A rainy day fund can be a fixed amount since you can reliably estimate the expenses. Conventional wisdom says a good emergency fund should equate to three to six months of expenses, but more is better. High-yield savings accounts are some of the best places to keep both.

3.  Strive to Be Debt-Free

Zeroing out your debt allows you to dedicate 20% of your budget entirely to savings. While borrowing cash isn’t necessarily unwise, it can weigh you down when you lose an income.

Repaying everything you owe is challenging but doable. Paying down high-interest debts, consolidating them with a lower interest rate or 0% annual percentage rate and renegotiating terms with your creditors are effective ways to get out of debt more quickly.

4.  Revisit Your Insurance Needs

Aside from adding your child to your health insurance plan, buy life and disability policies. Although you can remain gainfully employed despite having an impairment by working from home, getting insured can bail you out when your condition negatively impacts your income.

If your employer offers disability benefits, review them to ensure they can sufficiently support your needs. Otherwise, get a supplementary policy to bridge the gap.

5.  Minimize Your Tax Liability

Claiming tax breaks for parents could save you thousands of dollars yearly. The Child Tax Credit and Child and Dependent Care Credit are prime examples.

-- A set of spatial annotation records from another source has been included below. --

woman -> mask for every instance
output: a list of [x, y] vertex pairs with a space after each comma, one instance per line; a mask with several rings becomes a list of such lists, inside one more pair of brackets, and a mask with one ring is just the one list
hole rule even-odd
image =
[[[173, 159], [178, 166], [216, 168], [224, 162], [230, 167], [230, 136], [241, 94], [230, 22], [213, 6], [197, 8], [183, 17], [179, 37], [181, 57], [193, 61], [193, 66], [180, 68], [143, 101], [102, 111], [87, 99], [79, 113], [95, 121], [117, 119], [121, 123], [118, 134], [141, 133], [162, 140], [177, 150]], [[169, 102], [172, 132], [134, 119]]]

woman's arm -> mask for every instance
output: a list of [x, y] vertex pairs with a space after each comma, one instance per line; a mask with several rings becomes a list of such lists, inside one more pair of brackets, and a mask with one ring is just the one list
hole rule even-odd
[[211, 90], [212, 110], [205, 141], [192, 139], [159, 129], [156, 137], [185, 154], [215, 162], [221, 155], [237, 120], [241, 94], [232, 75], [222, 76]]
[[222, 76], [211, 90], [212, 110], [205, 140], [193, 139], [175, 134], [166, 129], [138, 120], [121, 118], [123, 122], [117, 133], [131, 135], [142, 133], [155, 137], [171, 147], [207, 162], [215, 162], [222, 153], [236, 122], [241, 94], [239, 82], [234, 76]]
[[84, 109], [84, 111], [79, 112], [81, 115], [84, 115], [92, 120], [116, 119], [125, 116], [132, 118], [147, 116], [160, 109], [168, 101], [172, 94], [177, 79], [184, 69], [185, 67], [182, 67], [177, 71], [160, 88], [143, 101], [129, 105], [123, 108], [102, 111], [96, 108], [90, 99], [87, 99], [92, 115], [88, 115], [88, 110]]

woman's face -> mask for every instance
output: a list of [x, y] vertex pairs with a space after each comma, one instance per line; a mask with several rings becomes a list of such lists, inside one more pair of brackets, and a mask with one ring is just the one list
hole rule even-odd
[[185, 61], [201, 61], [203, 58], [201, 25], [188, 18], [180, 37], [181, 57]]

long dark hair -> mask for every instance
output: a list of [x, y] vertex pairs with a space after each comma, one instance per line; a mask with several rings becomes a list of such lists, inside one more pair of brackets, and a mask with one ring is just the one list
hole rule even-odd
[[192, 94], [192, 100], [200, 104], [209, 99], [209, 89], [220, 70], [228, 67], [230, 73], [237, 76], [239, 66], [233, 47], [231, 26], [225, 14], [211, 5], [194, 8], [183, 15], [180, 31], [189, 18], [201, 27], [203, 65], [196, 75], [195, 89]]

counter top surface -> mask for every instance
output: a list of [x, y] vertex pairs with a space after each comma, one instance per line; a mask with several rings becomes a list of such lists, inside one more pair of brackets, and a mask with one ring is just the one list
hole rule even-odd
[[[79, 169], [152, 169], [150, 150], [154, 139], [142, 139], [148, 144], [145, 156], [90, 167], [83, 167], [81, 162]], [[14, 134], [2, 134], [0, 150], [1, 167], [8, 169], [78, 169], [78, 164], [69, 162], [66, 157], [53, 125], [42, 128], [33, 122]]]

Increasing your health savings account contributions reduces your taxable income when not used for non-medical purposes, renders your money budget more manageable and helps preserve your emergency fund.

Opening an employer-sponsored dependent care Flexible Spending Account helps pay for qualified childcare expenses while reducing your income tax liability. It doesn’t roll over to the next year when unused, though.

Don’t forget about federal and state tax refunds. The median amount is $932, so you may have hundreds of dollars idly sitting in the IRS’s coffers. The authorities won’t wait forever, so set up direct deposit to claim your money more quickly.

6.  Prepare for Retirement

Having ample savings to support yourself in your sunset years means being more independent in your next stage of life. Putting off saving for retirement will come back and bite you. Delaying it for 10 years forces you to set aside three times as much cash to make up for lost time.

7.  Have an Estate Plan

Estate planning is vital regardless of your net worth. It enables you to control what happens to your possessions when you’re no longer able to make that decision.

About half of American adults describe how to distribute their assets using a will. Alternatively, you can also consider a trust, a living will and a power of attorney. Life insurance is a form of estate planning.

Be More Financially Literate as a First-Time Parent

Managing your money correctly lets you focus on parenting your new child. Your financial decisions today will affect your family’s future, so use these tips to make wise choices from here on out.